If you are a business owner, you are already upto your neck in equity – just that its your own firm’s equity that is most of the time pretty illiquid. Business fail all the time and while I don’t have data, I think there is a very high correlation between failure and the state of the economy.

When things are good, your investments are good, your business is good, life is great. When things turn rough in the market, market goes down, your business goes down and your life suddenly sees a different trajectory.

Being a Chemist and Druggist is a wonderful business. It comes with certain moats that have made it tough to disrupt in the way other businesses have been disrupted. Yet, disruption is always round the corner for who knows what the future holds. 

A chemist I know has invested in savings in buying a commercial complex that yields a sizeable rent. This has ensured that even if tomorrow his business is somehow disrupted, his life can go on as usual thanks to the continuous cash flow.

In other words, he has invested in what can be compared to Dividend Yielding stocks that may not give much capital appreciation, but can provide good cash flows over time. While Real Estate is looked negatively from the angle of asset allocation for being a dead asset, for him this is as good as equity with only draw-back being it is illiquid in nature.

Buying a house these days invariably means taking a loan with monthly EMI’s eating substantially into ones earnings. Thanks to the tax treatment, it may seem to make sense to take loans these days than save and pay by cash.
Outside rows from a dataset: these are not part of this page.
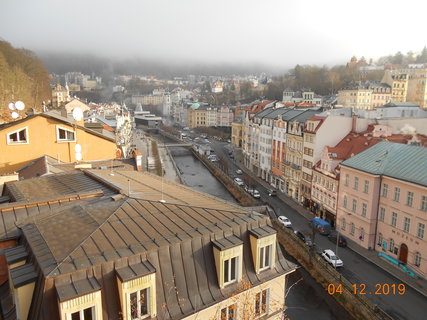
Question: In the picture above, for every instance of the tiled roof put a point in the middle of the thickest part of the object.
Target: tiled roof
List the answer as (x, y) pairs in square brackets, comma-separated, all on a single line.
[(176, 240), (395, 160)]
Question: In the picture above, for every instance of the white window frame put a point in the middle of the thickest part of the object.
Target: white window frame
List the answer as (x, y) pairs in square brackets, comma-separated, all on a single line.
[(138, 293), (267, 302), (66, 130), (10, 142), (227, 312), (236, 267), (262, 253), (81, 314)]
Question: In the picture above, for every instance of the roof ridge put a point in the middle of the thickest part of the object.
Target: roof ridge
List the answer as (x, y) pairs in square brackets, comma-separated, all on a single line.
[(84, 240)]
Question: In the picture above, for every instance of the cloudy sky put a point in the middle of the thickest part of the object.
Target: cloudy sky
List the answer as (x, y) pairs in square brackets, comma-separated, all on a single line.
[(272, 32)]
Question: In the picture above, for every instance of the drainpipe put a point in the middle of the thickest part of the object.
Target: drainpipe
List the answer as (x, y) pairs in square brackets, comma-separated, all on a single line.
[(378, 208)]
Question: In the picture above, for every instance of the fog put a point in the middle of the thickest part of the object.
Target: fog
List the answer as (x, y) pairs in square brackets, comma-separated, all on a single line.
[(275, 33)]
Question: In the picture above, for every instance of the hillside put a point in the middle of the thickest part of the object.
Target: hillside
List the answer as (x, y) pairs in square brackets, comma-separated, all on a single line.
[(22, 77)]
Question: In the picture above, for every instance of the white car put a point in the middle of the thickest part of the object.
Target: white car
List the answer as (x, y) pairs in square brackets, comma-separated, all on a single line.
[(330, 256), (239, 182), (285, 221), (255, 194)]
Yet, how do you treat the loan has large implications when times are bad.

The biggest fear than most young employees express is the risk of layoff’s since many are burdened with staggering amount of loans – from Mobile Phone to Cars to Homes and what not. 

In 2006 / 2007, Americans had bought homes on loans. While the focus for long has been about loans offered to people who had no credit history or even ability to pay back, a lot of loans were also to people with steady jobs.

When the financial crisis erupted, it not only brought down housing prices but also meant loss of jobs. Take a look at the change in Unemployed Rates during that period

If one was invested in addition in equities, he saw his portfolio cut by 50%. Its easy to ridicule those who sold equities near the bottom, but if one had lost his job and his house at risk of being possessed for not making the monthly payment, better something than losing everything.

A friend of mine was recently asking about how he should treat his house in his asset allocation mix. Thinking on the same, I believe that if there is a loan repayable, you are better off treating it as equity than as fixed asset which is what it is.

Advisors to Fund Managers use the Warren Buffett quote 

“Only buy something that you’d be perfectly happy to hold if the market shut down for 10 years.”

While we can summarize the quote as one about how long term is rewarding in equities, another way of looking at is that if you need money over the next 10 years, equities may not be the best bet.

That doesn’t mean that you need to have zero exposure to equities, but given the fact that India is one of the few countries where you can get real positive returns on Debt, its unwise to load up on Equities if the objective of the investment is to help you in times of distress.

Have a prudent asset allocation plan that plans for worst case scenarios. Debt while not seeming sexy as equities can actually deliver better results if you face volatility in your career.

Assets can be temporary, Liabilities are permanent. Stress test your allocation to ensure that a quotation loss doesn’t become a permanent loss. As a quote goes,

A banker is a fellow who lends you his umbrella when the sun is shining, but wants it back the minute it begins to rain. 

You don’t want to be without an umbrella when it starts to rain.